A modest sequel to 2006’s surprise hit Step Up, Jon Chu’s imaginatively titled Step Up 2 the Streets follows in the footsteps of the earlier film (with which, outside of a Channing Tatum cameo, it has no connection) as well others in the recent bout of competitive street dance movies, Stomp the Yard and You Got Served.
How lucky we are to get one of these every six months; I always felt we missed out during the heyday of competitive street dance movies, the brief period in 1984 which brought us Beat Street, Breakin’, and that classic among classics, Breakin’ 2: Electric Boogaloo. 24 years later, and there’s only one real difference: namely, are they really serious this time around?
The 1984 films may not be masterpieces, but they are time-capsule entries from their era, painting a gritty portrait of the year, employing a cast of real street dancers (who among us can ever forget Shabba-Doo or Boogaloo Shrimp?) and, apparently, other amateurs in the realm of filmmaking.
Step Up 2 the Streets gives us an urban landscape most reminiscent of recent Pepsi advertisements, with a good-looking, clean-cut teen cast ripped from TV’s The O.C.
I have no idea if street dancing has really made this unexpected comeback in recent years, but films like this completely fail to convince me.

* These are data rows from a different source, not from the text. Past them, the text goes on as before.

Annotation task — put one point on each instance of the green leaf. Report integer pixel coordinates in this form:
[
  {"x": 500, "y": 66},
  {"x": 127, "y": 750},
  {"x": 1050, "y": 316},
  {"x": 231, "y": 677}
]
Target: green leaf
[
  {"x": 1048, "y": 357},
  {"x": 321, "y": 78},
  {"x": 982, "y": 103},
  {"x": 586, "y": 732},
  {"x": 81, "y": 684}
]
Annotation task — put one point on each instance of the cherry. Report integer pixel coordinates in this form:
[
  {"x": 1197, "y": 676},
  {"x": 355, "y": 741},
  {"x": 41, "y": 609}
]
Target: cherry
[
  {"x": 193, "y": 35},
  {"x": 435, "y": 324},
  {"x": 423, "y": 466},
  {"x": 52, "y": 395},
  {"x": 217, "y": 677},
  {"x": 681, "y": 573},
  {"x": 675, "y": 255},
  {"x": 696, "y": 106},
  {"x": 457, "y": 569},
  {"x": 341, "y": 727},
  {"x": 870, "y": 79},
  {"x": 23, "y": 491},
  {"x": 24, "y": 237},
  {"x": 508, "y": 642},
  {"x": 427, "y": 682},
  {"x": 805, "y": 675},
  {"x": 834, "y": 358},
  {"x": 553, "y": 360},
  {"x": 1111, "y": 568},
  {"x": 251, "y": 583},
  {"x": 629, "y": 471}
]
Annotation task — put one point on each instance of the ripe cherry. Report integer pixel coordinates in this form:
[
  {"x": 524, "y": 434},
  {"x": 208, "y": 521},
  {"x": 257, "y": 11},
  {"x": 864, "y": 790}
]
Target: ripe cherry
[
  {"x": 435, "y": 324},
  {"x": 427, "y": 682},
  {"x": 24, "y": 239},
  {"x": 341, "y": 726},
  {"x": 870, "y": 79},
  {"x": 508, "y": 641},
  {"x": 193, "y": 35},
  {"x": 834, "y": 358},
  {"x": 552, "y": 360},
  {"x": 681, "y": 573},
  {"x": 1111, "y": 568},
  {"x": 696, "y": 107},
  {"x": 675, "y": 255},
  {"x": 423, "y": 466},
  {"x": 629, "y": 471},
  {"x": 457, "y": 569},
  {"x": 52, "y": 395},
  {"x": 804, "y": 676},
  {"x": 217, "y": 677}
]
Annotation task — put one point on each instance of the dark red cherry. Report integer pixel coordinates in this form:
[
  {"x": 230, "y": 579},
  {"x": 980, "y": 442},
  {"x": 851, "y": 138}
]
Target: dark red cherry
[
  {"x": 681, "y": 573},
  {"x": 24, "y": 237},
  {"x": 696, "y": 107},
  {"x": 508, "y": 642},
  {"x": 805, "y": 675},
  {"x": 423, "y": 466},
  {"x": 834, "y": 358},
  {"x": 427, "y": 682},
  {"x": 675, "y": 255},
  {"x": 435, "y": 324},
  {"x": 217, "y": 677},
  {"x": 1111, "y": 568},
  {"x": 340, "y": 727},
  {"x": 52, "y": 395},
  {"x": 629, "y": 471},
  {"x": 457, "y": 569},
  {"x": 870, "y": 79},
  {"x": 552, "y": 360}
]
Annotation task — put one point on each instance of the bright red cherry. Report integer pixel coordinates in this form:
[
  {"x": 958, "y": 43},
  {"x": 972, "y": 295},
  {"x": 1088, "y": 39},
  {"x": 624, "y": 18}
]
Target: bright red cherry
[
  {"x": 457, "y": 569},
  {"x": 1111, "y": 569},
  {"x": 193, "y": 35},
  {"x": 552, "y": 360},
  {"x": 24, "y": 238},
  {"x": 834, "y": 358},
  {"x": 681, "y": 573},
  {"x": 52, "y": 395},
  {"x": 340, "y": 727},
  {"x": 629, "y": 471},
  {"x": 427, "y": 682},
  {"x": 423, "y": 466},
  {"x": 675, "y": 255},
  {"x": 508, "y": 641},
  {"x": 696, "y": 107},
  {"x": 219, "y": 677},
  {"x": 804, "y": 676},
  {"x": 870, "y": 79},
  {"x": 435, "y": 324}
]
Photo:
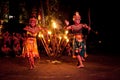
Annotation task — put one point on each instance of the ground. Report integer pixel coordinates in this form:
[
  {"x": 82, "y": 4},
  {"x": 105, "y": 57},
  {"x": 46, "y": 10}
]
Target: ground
[{"x": 97, "y": 67}]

Plot is as hopelessly cliché as one might expect, with Andie (Briana Evigan) leaving her street ‘crew’ to study dancing at the Maryland School of the Arts, torn between her roots and her future, falling for hunky Chase (Robert Hoffman).
Will she be thrown out of school for her wild street dancin’ antics? Can she prove herself against her old friends at the big dance-off?
We’ve seen it all before, and there’s absolutely nothing new here; it could only be more redundant if the characters banded together to save the old discotheque or pinball arcade from closing down (what would teens band together to save these days, anyway? Starbucks?)
Stone-faced, gravelly-voiced Evigan looks attractive enough but seems an odd choice for a heroine.
Dancing scenes are good but too short and over-edited, past the point where we might actually believe the dancers are actually, y’know, dancing.